Under the Volcano
    At the turn of the century, Saint-Pierre was a flourishing port city, attractively located beneath Martinique's highest mountain, Mont Pelée. In the spring of 1902, sulphurous steam vents on the mountain began emitting gases, and a crater lake began to fill with boiling water. Authorities dismissed it all as the normal cycle of the volcano, having experienced periods of activity in the past without dire consequences. But in late spring the crater lake broke and spilled down the mountainside, burying a plantation and its workers in boiling mud. Soon after, the volcano spewed a shower of ash onto Saint-Pierre. Until this point, the volcanic activity had largely been seen as a curiosity, but now the citizens of the city became apprehensive. To assuage their fears and prevent what was considered to be an unnecessary evacuation, the governor of Martinique brought his own family to live in the city. 

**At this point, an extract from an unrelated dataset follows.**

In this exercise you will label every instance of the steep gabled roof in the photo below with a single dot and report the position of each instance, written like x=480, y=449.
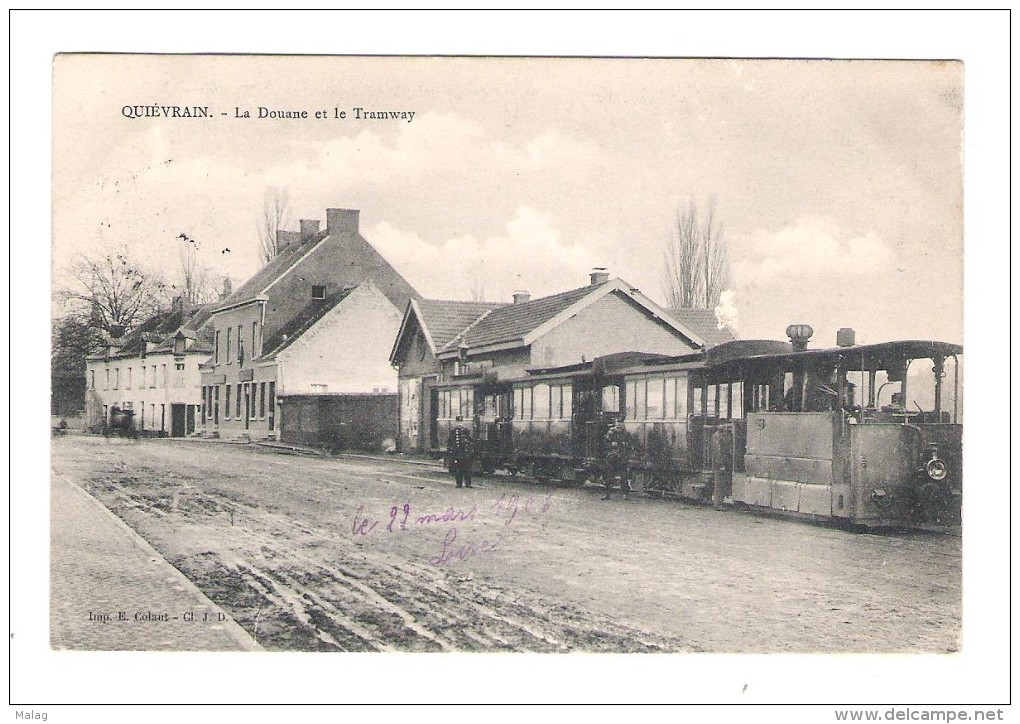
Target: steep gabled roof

At 8 am on Sunday, 8 May 1902, Mont Pelée exploded into a glowing burst of superheated gas and burning ash, with a force 40 times stronger than the nuclear blast over Hiroshima. The fiery inferno laid the city to waste within minutes, the suffocating gases extinguishing any life which the flames had missed. Pelée continued to smolder for months, but by 1904 people began to resettle the town, building among the crumbled ruins.